No abundan en nuestro panorama editorial los libros de historia comparada. Es esta una modalidad historiográfica que presenta una triple dificultad: precisa un buen conocimiento de otras lenguas, un no menor dominio de la historia de otras naciones y la nada desdeñable dificultad material de acceder a fuentes o archivos lejanos y dispersos. En nuestras coordenadas culturales no suele existir, por otra parte, gran curiosidad por lo que sucede allende nuestras fronteras, razón que coadyuva a una escasa demanda de estos estudios.
No es la primera vez que Núñez Seixas (Orense, 1966) se adentra en este ámbito historiográfico. Siendo uno de los autores más prolíficos de nuestro país, es también uno de los que más atención presta a la historia europea y la historia comparada. El recurso a la comparación con casos semejantes es especialmente oportuno y hasta imprescindible en el tema que se aborda aquí: cuál ha sido y debe ser la actitud de los sistemas democráticos ante los llamados “lugares de memoria” de los tiranos. Esta obra indaga en qué pasa en otras naciones con las huellas de los dictadores y los símbolos de un oprobio próximo o lejano.

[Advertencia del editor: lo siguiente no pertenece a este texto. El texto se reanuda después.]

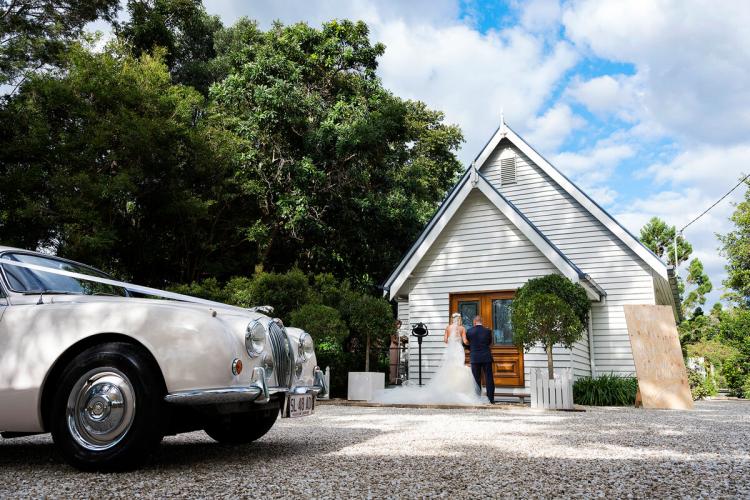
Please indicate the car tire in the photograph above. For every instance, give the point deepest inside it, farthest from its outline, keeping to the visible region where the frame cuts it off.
(108, 413)
(243, 428)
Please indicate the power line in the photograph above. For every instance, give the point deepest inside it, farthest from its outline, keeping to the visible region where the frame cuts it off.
(717, 202)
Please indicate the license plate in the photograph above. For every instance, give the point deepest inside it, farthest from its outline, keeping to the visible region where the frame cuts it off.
(299, 405)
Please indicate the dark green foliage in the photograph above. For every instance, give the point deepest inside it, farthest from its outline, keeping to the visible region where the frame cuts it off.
(659, 238)
(112, 165)
(549, 310)
(701, 387)
(322, 322)
(344, 174)
(184, 30)
(285, 292)
(572, 294)
(208, 289)
(736, 248)
(35, 33)
(605, 390)
(369, 318)
(298, 157)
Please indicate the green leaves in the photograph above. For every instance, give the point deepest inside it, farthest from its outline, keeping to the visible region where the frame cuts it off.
(549, 310)
(605, 390)
(736, 249)
(659, 238)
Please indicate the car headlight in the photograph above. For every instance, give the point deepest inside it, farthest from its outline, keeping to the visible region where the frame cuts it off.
(255, 339)
(306, 346)
(268, 365)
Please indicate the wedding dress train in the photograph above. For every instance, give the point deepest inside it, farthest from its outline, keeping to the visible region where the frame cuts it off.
(452, 383)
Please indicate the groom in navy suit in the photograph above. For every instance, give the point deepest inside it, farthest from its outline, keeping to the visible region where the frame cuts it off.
(479, 339)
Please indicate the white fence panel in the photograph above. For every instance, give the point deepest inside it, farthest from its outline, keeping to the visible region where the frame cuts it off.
(552, 394)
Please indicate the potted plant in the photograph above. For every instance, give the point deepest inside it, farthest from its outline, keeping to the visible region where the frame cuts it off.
(550, 310)
(370, 319)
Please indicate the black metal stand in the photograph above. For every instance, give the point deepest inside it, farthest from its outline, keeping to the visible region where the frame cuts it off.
(420, 331)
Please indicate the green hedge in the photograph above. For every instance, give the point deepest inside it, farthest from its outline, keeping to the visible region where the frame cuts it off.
(605, 390)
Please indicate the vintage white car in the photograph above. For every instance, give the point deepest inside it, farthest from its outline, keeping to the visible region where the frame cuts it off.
(109, 374)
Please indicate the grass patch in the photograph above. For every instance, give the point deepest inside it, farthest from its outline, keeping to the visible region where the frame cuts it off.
(605, 390)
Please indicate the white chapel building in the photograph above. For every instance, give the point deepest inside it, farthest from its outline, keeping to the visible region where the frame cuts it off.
(511, 217)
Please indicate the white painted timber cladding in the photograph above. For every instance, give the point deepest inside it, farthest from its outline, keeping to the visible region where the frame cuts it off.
(592, 247)
(478, 250)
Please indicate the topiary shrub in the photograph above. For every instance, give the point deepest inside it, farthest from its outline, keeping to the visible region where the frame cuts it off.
(605, 390)
(369, 318)
(551, 310)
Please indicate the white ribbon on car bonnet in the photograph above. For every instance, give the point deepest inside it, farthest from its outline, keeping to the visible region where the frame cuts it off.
(129, 286)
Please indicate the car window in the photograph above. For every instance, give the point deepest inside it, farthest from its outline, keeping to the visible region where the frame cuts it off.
(24, 280)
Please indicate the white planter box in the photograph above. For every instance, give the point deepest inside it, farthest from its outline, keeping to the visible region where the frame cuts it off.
(362, 385)
(552, 394)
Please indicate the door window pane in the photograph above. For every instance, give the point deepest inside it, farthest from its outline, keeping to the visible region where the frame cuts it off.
(501, 327)
(468, 310)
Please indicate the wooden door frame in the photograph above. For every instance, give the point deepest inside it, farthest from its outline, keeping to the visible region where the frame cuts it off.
(485, 299)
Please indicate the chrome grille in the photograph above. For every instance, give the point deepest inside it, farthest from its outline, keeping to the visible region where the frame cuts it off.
(283, 356)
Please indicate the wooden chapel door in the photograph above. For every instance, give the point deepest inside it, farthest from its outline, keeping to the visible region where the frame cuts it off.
(494, 308)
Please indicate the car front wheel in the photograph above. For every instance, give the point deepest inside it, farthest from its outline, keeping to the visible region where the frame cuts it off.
(241, 428)
(107, 411)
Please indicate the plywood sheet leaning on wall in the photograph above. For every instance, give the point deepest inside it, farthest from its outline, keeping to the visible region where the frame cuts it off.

Núñez Seixas escribe en esta ocasión un ensayo no muy extenso, a caballo entre la reflexión política y el testimonio histórico. Una excelente introducción precisa conceptos –“lugares de memoria”, “espacios memoriales”, “pasados traumáticos”– y establece luego una tipología de los “lugares de dictador”. En su análisis subyace una constatación que aflora al principio en forma de pregunta: ¿por qué es tan difícil para las sociedades posdictatoriales –se supone que democráticas, aunque no todas lo sean– enfrentarse a las huellas de la dictadura? El motor y sentido del libro es dar respuesta satisfactoria a esta cuestión.
La gestión de la memoria es difícil cuando debe decidir, como sucede con frecuencia, qué hacer con ambientes, edificaciones o monumentos conmemorativos del dictador, que se prestan a la evocación del mismo de modo ritual, cuando no directamente sacralizado. Pero la propia caracterización de recinto memorial presenta una complejidad añadida, derivada de su versatilidad: no siempre se puede objetivar el espacio que remite a un pasado infamante o un déspota sanguinario (estigmas, por otro lado, que están lejos de ser reconocidos como tales por toda la ciudadanía). A menudo, la memoria del dictador se venera en centros de titularidad privada –propiedad de la familia, por ejemplo–, lugares íntimos como casas natales o bien residencias veraniegas, en entornos casi idílicos en apariencia. Hay múltiples ejemplos en estas páginas. ¿Qué se puede hacer en esos casos?
Entre la reflexión y el testimonio, este ensayo de historia comparada analiza la gestión de la memoria de los dictadores europeos
Sobre este problemático fondo común se dibujan los matices de una variedad de situaciones, casi tantas como países y dictadores aparecen en estas páginas. El autor ha optado por una exposición ordenada que comienza con los dictadores fascistas más emblemáticos, Hitler y Mussolini, y cómo se ha gestionado su legado en Alemania y Austria, por una parte, e Italia, por otra. El capítulo siguiente, dedicado a caudillos y colaboracionistas, resulta aún más sugestivo, por su variedad y por tratar casos menos conocidos desde la óptica española, aunque algunos sean tan cercanos como Salazar en el vecino Portugal.
La lista de los autócratas que aparecen aquí es extensa, desde Pilsudski o Metaxas a Pétain o Horthy, por citar solo los que más pueden sonar al lector. Hay un breve capítulo dedicado a Franco –con el Valle de los Caídos y el Pazo de Meirás como símbolos privilegiados– y, por último, un repaso a los dictadores comunistas, de Stalin a Tito, pasando por Hoxha (Albania) y Ceaucescu (Rumanía).
¿Conclusiones? Sería absurdo, por todo lo dicho, buscarlas en forma de recomendaciones, menos aún de recetas para solventar los aludidos problemas de la democracia ante las excrecencias autoritarias. En su lugar, un interesante epílogo insiste en lo problemático que resulta una respuesta homogénea y satisfactoria. Haciendo un juego de palabras, la fatigosa “(di)gestión” de la memoria dictatorial amenaza siempre con convertirse en “(in)disgestión”.